# Program Output Compatibility with Blackmagic UltraStudio HD Mini



## glitch452 (Jun 15, 2020)

Hi Everyone.  I'm wondering if anyone has used the BlackMagic UltraStudio HD Mini with macOS and can confirm whether or not the program feed from OBS can be sent out of the HDMI and/or SDI output ports?

The device connects via Thunderbolt 3 (USB-C port).  It has SDI in/out, analog in, and HDMI out.  
I'm wondering if it would be compatible with the DeckLink output options built in to OBS.  
I'm currently using the latest version of OBS (25.0.8) on the latest version of macOS Catalina (15.5.5)

Here is a link to the device on the B&H website and BMD website








						Blackmagic Design UltraStudio HD Mini
					

Buy Blackmagic Design UltraStudio HD Mini featuring SD/HD/3G-SDI and Analog Inputs, HDMI and Dual SDI Outputs, Thunderbolt 3 Interface, Supports SD and HD Resolutions, 4:2:2 and 4:4:4 Color Sampling Support, 8/10/12-Bit Color Depth, RS-422 Deck Control, HD to SD Down-Conversion. Review...




					www.bhphotovideo.com
				





			UltraStudio | Blackmagic Design


----------



## jamie- (Aug 3, 2020)

I'm also after an answer to this question, I've been searching about and found this thread from 2018: https://obsproject.com/forum/thread...-decklink-mini-recorder-pci.94372/post-372187



> Blackmagic's Decklink, intensity and ultrastudio lines all work properly with OBS.



Not a specific answer to the question, but a sign of hope though!


----------



## jamie- (Aug 3, 2020)

Aha!
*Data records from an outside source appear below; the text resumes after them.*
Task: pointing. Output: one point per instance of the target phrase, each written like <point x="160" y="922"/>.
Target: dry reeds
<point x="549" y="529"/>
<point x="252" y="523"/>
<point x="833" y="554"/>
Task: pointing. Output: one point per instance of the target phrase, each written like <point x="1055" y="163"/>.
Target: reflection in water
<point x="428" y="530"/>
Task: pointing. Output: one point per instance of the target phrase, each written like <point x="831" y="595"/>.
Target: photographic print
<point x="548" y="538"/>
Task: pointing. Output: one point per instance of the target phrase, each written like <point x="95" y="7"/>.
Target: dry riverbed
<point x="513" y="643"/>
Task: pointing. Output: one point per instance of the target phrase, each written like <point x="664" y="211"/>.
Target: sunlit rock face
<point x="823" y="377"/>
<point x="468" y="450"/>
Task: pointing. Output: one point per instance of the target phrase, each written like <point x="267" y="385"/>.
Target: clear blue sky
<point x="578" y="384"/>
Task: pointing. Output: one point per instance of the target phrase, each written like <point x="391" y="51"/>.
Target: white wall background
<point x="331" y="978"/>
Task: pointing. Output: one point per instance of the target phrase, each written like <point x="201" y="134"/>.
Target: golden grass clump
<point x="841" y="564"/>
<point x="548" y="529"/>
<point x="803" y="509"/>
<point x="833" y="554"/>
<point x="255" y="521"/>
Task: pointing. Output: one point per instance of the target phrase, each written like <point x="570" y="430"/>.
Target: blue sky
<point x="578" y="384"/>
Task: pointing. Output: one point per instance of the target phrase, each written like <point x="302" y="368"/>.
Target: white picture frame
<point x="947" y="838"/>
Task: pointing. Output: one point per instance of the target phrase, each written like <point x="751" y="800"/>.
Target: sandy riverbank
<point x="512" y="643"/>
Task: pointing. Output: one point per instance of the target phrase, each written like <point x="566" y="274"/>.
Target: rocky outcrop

Ok I think I have an answer, in this YouTube video at this timestamp (~ 5:10): https://youtu.be/lMKNqhFfmRc?t=311
This guy uses an Ultrastudio HD Mini into OBS for his podcast and it works.

Edit: also see this for the settings he has in OBS: https://youtu.be/Gk7bZQMkvVw?t=214


----------



## glitch452 (Sep 9, 2020)

Just posting my results now that I have the device.  Video input (Component) and output (HDMI) works well with OBS on macOS.  I was able to use the DeckLink output in OBS to send the program feed out via HDMI.  I did not test the SDI since I don't have any way to do so.  

Note: I do have an issue with analog audio capture.  The sample rate does not seem to stay fixed so the audio is garbled and skipping.  Audio output works properly however (tested over HDMI).


----------



## jamie- (Sep 10, 2020)

Thanks for checking back in, confirms my suspicions which is good. I still have a purchase order open for one. Cheers!


----------